There are numerous tools, namely target identification, drug/ligand screening, and ADME-Tox assessment in the in silico and they depend on the objective of the study. This study, for example, aimed to screen the phenolic compounds in banana peel to find a potential inhibitor for PTP1B.
Because the target of the drug has been known (i.e., PTP1B), target screening was omitted. Then, the in silico approach started with ligand-based (QSAR), structure-based (molecular docking and molecular dynamics) screening, and lastly the ADME-Tox prediction. Through various tools of in silico approach, time and cost needed to develop a new drug are substantially reduced.
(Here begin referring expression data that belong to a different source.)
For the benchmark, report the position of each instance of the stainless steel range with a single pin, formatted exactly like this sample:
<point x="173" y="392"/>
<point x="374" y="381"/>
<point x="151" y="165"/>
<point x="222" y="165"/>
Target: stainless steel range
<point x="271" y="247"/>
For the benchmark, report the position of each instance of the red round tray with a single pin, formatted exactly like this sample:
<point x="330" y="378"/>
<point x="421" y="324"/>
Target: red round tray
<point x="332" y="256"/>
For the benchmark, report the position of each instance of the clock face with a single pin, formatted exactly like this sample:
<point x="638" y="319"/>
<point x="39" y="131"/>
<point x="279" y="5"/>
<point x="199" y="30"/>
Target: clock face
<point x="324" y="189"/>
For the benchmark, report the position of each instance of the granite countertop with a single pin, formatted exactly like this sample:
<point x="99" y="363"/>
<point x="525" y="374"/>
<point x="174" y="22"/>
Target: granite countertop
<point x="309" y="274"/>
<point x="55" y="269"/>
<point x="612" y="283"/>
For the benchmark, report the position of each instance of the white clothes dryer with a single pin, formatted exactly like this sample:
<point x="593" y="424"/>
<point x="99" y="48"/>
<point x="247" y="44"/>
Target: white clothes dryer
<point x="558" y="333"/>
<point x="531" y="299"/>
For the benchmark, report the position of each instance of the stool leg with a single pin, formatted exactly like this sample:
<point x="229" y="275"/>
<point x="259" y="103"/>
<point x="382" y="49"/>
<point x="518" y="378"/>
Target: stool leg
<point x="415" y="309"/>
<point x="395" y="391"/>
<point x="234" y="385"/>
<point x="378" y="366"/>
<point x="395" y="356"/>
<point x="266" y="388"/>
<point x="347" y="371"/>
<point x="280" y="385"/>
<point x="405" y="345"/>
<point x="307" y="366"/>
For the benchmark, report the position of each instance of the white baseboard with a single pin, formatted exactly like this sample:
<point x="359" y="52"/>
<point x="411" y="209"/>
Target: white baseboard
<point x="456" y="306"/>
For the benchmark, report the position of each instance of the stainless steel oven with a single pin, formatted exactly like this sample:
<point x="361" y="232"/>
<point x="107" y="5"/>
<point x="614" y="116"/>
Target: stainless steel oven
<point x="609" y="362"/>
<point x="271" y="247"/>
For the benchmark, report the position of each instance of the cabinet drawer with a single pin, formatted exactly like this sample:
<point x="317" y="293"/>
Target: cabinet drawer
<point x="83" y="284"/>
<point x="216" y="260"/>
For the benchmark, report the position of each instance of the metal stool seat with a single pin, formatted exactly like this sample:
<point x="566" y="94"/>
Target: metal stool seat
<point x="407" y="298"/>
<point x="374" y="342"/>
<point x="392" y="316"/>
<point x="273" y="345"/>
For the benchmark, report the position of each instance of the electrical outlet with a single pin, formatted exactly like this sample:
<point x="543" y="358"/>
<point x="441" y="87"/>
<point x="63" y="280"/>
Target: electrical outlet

After the lead compound(s), that is the most potential ligand, in this case is urolithin A and chrysin, have been identified they can be extracted or synthesized and validated in vitro and in vivo. In antidiabetic study, various types of in vitro assays can be used to validate the in silico prediction, including but not limited to cell-based assay (e.g., cellular glucose uptake) and
enzyme assay (e.g., enzyme inhibition and kinetics) (Doan et al., 2018). Additionally, in vitro assay is used to verify the inhibition or promoting effect of the ligands as in silico is not able to do that albeit robust in screening, calculating binding energy, and analyzing the binding interaction. Meanwhile, in vivo assay can be used to assess the antidiabetic activity in the living organism, mainly by observing the attenuation of blood glucose level of drug-induced diabetic animal (Naz et al., 2019). Additionally, toxicology and pharmacokinetics study can be done in vivo. However, due to ethical concern, in vitro toxicity assay is preferrable at the initial validation, yet cannot fully displace in vivo (Fischer et al., 2020).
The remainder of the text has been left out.